La figlia, cosciente ma quasi inconsapevole del suo tragico destino, sembra tenere le redini dell'operazione e guidare i suoi genitori che ostentando sicurezza, sono completamente smarriti in questa assurda vicenda. Ella racconta della sua vita, di come, pur dovendo essere vergine per far parte dell'organizzazione ed immolarsi alla causa, abbia perso la virtù per mano del professore universitario, suo mentore e garante dei requisiti necessari all'arruolamento.
L'operazione, condotta "dall'organizzazione", ha come dotazione strategica un cacciavite, tre telefonini, non a caso i vecchissimi Microtac della Motorola, che sono stati per noi, quindici anni fa, un prodotto di lusso, sessanta dollari per corrompere la sorveglianza e, immancabile, l'esplosivo.

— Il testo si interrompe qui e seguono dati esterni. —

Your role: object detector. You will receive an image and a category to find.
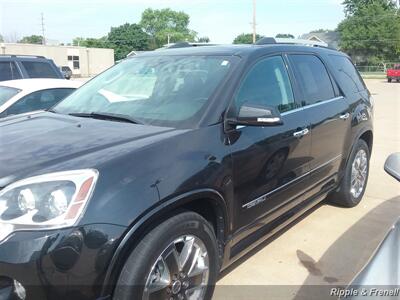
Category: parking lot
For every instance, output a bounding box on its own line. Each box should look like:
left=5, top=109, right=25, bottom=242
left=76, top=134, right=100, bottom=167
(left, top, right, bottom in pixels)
left=214, top=79, right=400, bottom=300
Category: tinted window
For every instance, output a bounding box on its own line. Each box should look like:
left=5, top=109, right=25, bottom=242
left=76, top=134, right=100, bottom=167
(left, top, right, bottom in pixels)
left=330, top=55, right=365, bottom=93
left=0, top=61, right=21, bottom=81
left=0, top=86, right=20, bottom=106
left=6, top=89, right=74, bottom=115
left=235, top=56, right=295, bottom=112
left=55, top=55, right=235, bottom=128
left=289, top=55, right=335, bottom=105
left=22, top=61, right=59, bottom=78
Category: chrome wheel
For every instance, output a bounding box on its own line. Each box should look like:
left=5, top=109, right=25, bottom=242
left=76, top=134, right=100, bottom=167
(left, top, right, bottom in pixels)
left=350, top=149, right=368, bottom=198
left=143, top=235, right=209, bottom=300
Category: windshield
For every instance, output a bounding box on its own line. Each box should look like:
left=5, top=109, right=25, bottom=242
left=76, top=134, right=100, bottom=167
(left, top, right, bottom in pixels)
left=0, top=86, right=21, bottom=106
left=53, top=56, right=231, bottom=128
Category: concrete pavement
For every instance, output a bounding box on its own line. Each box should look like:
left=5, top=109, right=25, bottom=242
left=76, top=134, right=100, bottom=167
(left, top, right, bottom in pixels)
left=214, top=80, right=400, bottom=300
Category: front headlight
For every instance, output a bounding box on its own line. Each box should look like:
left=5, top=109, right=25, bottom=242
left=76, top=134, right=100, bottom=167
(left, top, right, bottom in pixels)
left=0, top=169, right=98, bottom=241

La vicenda ha un epilogo tanto ironico quanto tragico: arrivata nel supermercato dove deve farsi esplodere, ci ripensa e recandosi al bagno per disfarsi del mortale fardello, trova la porta chiusa. Proprio mentre tenta disperatamente di aprire la porta <> fanno la fatale chiamata rendendo vano, oltre che stupido ed insensato, il sacrificio di una vita. Cinica l'ironia sulla porta: per tutto il tempo i personaggi non fanno che lamentarsi delle porte dei bagni sempre aperte... nei treni, nelle scuole, nelle case in ogni dove... ma poi, l'unica porta di un bagno che avrebbe dovuto essere aperta per consentire la salvezza della giovane, è drammaticamente e saldamente sbarrata.
Questo ce lo narra la giovane stessa, tornando come una voce dall'aldilà, ci racconta di come fosse incinta di tre mesi e di come volesse vivere.
Il padre nella sua riflessione finale asserisce che Dio non esiste e ci lascia intendere che tutto quello che abbiamo lo abbiamo qui, in questa unica e miserabile vita, e noi possiamo capire che non dobbiamo sprecarla stupidamente.
Un solo accenno, durante tutto lo spettacolo, alle vittime per antonomasia del '900 che si son fatti persecutori.